I’ll admit, I’m an unabashed fan of the XSR700/MT-07 when it has a healthy set of pipes on it. With the radiator moved up to the front fairing, Hennebert was able to go to the nines in regards to the exhaust. He painstakingly created a scalloped exhaust that weaves its way through the chassis and ends at with an Austin Racing muffler to seal the deal. As of now, Hennebert hasn’t even dynoed Sakura, but when she’s putting in her lap at the Sultans of Sprint, we know she will demand some attention.

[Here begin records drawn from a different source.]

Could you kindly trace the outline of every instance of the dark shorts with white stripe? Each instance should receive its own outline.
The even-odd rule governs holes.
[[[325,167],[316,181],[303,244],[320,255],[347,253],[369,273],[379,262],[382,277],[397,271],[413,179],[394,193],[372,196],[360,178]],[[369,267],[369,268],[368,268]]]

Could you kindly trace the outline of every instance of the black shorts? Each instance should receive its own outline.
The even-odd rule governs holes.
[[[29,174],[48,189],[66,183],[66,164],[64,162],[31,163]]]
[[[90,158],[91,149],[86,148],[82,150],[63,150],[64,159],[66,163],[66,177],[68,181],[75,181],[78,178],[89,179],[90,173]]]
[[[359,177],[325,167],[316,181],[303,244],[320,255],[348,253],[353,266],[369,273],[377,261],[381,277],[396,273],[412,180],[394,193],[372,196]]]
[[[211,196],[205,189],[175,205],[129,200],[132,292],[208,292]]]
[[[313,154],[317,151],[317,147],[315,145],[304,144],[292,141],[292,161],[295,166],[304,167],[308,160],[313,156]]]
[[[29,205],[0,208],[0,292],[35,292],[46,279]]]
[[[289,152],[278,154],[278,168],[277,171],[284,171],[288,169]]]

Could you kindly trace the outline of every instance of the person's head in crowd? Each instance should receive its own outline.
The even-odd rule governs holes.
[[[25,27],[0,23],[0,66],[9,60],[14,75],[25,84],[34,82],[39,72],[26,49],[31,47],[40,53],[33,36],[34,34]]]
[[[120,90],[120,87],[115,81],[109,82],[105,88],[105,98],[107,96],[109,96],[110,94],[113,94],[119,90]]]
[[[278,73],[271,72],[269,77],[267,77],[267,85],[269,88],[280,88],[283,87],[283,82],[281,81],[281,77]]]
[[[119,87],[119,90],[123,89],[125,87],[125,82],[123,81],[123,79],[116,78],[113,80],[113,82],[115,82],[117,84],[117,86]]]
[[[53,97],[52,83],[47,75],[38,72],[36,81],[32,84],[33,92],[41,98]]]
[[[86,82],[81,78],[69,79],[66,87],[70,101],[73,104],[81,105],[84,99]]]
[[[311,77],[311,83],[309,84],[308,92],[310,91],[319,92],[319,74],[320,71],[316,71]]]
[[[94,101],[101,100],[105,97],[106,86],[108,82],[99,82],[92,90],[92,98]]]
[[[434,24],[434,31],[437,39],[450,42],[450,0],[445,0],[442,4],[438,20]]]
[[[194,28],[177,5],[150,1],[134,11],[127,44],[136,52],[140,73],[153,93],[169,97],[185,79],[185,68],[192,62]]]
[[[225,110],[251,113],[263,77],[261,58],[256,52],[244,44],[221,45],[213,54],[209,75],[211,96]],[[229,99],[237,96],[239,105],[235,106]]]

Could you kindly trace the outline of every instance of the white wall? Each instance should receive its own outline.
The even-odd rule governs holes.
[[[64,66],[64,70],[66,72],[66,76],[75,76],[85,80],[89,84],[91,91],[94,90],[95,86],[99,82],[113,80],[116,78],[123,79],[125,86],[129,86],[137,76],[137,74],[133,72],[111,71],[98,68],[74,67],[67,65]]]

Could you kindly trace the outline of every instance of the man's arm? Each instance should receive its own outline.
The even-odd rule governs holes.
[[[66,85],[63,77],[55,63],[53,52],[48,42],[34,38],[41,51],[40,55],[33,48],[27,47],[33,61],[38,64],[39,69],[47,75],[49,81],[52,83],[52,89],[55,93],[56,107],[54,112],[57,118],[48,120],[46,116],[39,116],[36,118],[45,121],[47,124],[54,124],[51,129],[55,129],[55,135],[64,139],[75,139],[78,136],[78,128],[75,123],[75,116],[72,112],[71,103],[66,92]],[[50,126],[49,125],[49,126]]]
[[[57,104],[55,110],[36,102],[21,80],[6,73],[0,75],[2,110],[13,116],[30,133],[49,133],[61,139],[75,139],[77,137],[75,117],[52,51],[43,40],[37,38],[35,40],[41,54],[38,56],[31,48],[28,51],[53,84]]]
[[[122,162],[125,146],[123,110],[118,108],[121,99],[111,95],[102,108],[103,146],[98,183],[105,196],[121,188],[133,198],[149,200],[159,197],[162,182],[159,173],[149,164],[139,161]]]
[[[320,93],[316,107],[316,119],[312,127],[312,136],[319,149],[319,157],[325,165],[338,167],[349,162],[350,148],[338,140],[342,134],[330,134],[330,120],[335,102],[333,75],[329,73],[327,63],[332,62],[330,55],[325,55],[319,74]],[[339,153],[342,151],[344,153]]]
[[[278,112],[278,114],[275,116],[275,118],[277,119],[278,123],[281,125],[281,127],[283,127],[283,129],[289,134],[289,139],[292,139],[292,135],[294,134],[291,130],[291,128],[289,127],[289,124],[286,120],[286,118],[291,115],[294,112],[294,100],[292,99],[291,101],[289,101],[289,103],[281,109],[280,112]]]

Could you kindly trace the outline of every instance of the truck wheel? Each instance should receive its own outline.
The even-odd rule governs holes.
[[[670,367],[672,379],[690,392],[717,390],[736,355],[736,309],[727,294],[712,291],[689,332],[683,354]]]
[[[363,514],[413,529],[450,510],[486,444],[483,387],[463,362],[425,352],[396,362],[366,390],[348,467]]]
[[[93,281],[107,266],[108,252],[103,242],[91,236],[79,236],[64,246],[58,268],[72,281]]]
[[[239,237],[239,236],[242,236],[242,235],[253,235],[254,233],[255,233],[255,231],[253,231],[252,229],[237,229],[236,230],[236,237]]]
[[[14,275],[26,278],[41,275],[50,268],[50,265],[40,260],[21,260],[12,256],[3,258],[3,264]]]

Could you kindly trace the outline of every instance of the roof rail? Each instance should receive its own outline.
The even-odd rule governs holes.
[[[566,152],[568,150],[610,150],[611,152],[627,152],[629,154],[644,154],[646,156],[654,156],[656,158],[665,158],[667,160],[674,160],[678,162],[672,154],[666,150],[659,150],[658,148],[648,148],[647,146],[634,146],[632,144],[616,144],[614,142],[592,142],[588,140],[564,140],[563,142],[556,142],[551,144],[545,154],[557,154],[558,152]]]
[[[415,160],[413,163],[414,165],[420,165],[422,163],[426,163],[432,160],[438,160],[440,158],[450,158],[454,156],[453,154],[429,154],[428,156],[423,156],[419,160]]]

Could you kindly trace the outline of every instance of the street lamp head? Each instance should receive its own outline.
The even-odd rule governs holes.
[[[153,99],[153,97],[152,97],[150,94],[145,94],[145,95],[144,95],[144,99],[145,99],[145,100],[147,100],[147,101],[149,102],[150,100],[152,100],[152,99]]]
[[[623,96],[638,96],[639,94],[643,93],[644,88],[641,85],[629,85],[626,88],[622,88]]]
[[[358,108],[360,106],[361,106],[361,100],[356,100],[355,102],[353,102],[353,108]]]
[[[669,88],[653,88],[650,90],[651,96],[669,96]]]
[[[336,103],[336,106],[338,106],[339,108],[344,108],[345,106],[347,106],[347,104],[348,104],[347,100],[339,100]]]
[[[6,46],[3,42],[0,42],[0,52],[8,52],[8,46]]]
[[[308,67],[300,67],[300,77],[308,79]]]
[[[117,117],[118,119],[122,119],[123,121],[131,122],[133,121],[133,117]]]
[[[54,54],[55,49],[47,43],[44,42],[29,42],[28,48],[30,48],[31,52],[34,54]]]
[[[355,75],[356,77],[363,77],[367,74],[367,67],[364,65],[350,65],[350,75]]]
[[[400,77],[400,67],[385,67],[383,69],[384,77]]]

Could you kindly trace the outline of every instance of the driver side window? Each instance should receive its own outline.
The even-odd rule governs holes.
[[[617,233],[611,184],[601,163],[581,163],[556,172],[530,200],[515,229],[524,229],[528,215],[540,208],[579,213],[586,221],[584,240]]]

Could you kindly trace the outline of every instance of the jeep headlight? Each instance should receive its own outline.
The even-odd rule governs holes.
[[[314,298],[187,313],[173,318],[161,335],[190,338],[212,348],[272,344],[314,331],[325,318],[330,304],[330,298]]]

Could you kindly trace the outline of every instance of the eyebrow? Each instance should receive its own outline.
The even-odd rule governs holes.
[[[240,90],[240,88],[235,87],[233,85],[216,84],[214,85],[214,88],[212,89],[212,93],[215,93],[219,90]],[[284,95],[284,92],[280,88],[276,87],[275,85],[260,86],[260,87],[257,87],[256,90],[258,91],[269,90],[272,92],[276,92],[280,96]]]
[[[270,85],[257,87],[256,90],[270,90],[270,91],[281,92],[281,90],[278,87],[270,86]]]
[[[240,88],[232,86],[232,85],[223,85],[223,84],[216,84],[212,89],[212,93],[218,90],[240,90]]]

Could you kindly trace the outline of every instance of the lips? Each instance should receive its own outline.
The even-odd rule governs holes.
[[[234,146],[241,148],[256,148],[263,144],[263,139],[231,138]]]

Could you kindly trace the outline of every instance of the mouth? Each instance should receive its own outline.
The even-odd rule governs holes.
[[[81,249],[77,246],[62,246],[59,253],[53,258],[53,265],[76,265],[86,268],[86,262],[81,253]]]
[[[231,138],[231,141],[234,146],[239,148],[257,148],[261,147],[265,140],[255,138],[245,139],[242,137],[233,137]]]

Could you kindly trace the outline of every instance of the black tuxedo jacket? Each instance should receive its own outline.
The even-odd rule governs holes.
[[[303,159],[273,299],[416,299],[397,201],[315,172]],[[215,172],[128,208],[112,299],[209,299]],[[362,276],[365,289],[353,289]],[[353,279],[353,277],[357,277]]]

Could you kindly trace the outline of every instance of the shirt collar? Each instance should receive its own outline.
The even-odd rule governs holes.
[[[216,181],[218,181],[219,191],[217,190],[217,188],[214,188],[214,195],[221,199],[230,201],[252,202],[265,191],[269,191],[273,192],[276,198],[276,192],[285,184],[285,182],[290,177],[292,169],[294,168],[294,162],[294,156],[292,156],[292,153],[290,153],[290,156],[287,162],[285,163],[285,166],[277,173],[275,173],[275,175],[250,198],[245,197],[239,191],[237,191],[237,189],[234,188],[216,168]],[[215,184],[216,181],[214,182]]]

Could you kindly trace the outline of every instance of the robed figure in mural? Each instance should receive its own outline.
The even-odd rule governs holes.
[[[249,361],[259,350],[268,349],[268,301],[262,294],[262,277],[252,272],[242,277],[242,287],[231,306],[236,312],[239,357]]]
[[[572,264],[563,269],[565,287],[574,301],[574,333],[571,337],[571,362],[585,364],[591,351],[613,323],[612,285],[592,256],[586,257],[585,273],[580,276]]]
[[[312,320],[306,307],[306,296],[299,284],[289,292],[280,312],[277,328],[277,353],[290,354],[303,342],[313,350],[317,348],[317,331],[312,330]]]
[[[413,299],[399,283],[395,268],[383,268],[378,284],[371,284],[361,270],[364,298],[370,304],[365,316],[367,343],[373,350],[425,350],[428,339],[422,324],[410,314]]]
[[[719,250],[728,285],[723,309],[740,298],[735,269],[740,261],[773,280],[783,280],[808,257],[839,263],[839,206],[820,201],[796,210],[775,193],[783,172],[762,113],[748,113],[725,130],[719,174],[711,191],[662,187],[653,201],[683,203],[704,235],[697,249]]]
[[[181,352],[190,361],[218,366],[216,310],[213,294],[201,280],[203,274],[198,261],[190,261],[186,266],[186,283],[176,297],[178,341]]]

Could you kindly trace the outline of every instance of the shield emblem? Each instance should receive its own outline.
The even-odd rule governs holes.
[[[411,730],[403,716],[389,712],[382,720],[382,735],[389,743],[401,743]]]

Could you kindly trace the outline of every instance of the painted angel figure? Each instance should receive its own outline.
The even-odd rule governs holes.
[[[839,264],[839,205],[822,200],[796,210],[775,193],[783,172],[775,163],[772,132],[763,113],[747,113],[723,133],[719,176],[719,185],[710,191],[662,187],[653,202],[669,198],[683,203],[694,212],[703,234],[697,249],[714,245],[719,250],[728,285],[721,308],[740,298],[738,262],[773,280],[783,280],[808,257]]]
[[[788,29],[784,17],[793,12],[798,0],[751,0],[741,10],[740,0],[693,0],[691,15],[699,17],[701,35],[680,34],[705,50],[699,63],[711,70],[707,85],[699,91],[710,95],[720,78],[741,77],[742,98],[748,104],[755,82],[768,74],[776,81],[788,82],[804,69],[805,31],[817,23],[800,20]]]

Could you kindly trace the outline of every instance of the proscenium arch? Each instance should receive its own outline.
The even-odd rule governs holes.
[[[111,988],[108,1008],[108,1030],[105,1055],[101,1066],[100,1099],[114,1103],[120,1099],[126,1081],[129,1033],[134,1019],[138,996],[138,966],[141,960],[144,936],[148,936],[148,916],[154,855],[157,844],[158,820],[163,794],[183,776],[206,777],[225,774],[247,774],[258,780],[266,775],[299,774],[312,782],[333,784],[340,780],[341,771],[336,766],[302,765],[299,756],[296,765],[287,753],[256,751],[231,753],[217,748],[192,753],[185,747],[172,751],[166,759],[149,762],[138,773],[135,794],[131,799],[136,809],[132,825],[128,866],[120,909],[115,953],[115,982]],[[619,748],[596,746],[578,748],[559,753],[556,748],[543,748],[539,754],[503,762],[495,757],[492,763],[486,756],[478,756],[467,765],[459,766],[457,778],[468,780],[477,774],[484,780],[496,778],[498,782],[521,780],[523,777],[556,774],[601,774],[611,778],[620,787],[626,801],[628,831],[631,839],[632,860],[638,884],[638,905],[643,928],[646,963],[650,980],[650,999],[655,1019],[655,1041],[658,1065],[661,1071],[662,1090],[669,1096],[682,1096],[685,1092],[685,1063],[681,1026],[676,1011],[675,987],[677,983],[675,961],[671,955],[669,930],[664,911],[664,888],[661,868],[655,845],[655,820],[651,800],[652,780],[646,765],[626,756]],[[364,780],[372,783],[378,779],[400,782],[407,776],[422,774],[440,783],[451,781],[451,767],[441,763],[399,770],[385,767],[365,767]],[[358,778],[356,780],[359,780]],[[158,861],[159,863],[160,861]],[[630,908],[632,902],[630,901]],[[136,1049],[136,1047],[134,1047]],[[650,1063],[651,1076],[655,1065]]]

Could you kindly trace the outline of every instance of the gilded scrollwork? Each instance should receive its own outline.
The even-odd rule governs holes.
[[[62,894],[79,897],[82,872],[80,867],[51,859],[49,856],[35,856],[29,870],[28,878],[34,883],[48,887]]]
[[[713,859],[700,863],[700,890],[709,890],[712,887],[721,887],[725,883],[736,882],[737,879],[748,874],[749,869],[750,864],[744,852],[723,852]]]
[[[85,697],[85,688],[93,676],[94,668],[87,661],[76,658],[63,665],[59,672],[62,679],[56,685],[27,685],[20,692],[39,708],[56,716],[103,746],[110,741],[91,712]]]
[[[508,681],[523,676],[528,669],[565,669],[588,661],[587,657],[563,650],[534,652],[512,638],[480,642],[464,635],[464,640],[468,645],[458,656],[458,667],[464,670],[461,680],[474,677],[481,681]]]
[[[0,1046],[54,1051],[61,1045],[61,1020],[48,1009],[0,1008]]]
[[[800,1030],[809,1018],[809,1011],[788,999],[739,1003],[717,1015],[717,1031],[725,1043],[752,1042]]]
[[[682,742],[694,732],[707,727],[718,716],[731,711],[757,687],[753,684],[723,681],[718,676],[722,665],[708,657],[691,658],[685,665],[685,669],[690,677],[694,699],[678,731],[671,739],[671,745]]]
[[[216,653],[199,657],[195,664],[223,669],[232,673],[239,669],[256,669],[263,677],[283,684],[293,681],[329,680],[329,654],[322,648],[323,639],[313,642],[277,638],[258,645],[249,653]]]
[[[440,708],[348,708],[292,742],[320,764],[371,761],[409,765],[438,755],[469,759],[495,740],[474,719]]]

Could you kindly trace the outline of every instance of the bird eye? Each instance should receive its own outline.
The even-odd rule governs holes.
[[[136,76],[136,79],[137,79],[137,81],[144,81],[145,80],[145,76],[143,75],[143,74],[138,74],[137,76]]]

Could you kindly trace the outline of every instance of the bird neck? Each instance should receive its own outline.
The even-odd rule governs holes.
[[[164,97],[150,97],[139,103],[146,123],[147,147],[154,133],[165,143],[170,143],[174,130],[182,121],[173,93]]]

Sakura is the Japanese word for cherry blossom. Typically, the bloom lasts for a short period of time, depending on the weather and other factors. At their greatest lengths, these billowy blooms only remain with us for roughly two weeks. The name is fitting, then, of this 1980s endurance racer turned dragster throwback.
Just as quickly as the Workhorse Speed Shop Sakura hauls down a makeshift dragstrip, the Sultans of Sprint event loads up, patiently waiting for European motorcyclists to converge once again and let it all hang out on their homebuilt machines.